I agree with what the above posters have said! There are a fair few name trends that show up for girl’s names and not boy’s names.
I’d reference this post that @tfzolghadr made, which I think explain the point quite clearly:
https://forum.nameberry.com/t/masculine-names-for-girls/241084/30?u=elliewilbury
in summary, this post is stating that the trend of genderbending names extends in one direction— masculine names on girls— and not in the other. This is one example of a naming trend that mostly applies to female names.
This post:
received a fair amount of positive comments (including my own)
while this post:
garnered overwhelmingly negative responses (again, including my own!) which I think illustrates it pretty clearly?
Another is nature names. On NB I think most nature names are fairly unisex, but in real life a male Sage or Lilac or, heaven forbid, Hummingbird, would be highly uncommon (at least in my experience)! Parents can get braver and braver with their nature names on girls, and little Wildroses and Nightingales and so on may keep popping up, but nature names on boys is a far more limited number.
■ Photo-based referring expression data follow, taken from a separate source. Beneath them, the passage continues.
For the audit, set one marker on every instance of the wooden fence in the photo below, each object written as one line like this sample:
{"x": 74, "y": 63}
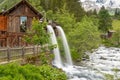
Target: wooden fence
{"x": 8, "y": 54}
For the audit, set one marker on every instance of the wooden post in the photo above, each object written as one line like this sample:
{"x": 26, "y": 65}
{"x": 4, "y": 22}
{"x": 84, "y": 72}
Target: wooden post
{"x": 8, "y": 54}
{"x": 23, "y": 52}
{"x": 34, "y": 50}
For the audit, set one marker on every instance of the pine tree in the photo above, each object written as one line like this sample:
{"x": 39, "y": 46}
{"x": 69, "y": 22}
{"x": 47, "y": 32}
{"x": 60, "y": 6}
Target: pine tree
{"x": 105, "y": 21}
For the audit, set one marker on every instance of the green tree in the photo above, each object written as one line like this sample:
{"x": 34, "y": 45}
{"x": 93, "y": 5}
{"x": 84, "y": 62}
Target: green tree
{"x": 105, "y": 21}
{"x": 84, "y": 37}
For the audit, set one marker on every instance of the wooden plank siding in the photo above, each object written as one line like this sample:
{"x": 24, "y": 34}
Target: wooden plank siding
{"x": 11, "y": 29}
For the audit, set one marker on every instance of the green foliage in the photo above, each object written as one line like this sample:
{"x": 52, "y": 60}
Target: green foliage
{"x": 105, "y": 21}
{"x": 109, "y": 77}
{"x": 115, "y": 39}
{"x": 38, "y": 34}
{"x": 84, "y": 37}
{"x": 30, "y": 72}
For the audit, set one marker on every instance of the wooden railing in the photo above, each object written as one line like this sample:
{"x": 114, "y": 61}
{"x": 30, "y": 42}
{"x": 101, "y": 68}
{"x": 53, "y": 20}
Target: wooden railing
{"x": 8, "y": 54}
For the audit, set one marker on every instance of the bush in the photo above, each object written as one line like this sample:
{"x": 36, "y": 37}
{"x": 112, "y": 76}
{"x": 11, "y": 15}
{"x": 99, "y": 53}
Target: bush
{"x": 30, "y": 72}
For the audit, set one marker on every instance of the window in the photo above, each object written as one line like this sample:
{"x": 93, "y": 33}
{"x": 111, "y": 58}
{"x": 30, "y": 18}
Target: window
{"x": 23, "y": 21}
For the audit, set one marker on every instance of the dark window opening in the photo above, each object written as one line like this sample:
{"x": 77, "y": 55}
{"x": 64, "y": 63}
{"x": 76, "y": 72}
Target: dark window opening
{"x": 23, "y": 25}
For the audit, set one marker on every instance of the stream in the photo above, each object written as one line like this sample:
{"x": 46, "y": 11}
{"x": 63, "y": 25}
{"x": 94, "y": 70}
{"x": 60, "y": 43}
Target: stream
{"x": 102, "y": 61}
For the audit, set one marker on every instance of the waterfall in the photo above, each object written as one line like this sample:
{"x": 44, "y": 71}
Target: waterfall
{"x": 65, "y": 44}
{"x": 57, "y": 61}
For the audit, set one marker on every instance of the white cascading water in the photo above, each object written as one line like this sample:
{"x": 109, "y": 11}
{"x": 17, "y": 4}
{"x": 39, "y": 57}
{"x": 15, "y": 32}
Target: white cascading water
{"x": 57, "y": 61}
{"x": 65, "y": 45}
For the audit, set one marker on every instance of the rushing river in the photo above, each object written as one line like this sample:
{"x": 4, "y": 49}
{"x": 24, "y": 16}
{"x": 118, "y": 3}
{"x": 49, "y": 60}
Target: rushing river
{"x": 103, "y": 61}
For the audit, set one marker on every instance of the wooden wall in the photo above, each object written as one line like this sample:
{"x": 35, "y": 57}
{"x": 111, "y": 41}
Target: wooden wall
{"x": 14, "y": 18}
{"x": 3, "y": 23}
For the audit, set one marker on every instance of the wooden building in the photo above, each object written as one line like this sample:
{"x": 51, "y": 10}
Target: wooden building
{"x": 15, "y": 21}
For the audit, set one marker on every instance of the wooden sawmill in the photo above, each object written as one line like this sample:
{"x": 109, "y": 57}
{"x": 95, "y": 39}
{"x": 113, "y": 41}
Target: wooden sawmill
{"x": 14, "y": 23}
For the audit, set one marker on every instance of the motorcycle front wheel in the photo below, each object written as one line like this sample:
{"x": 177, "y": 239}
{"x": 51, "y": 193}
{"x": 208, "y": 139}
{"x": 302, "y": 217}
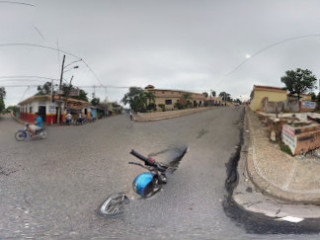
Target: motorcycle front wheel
{"x": 114, "y": 205}
{"x": 20, "y": 136}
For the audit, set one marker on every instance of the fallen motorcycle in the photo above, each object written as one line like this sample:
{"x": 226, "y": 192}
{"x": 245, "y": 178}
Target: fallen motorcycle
{"x": 146, "y": 184}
Then there are virtue names. A male Patience or Joy is unheard of (again, in my experience) but are fairly commonplace on girls— or, at least, wouldn’t raise any eyebrows. @seawillow explain it well in this post:
https://forum.nameberry.com/t/unique-names-you-wish-were-used-more-often/371444/2?u=elliewilbury
and of course all of these trends that only apply to girls’ names do so for the reason of internalized misogyny— but that, of course, is another issue
and if we’re going to get into that, I think NB does a good job of treating nature and occasionally virtue names as wholly unisex, and I try my best to, but genderbending names is still getting there! I am an offender of that as well, as you saw above in the Caspian and Jennifer posts, but NB is working on it and there are plenty of users who aren’t blind to internalized misogyny and who bring up the issue! so we’re getting there.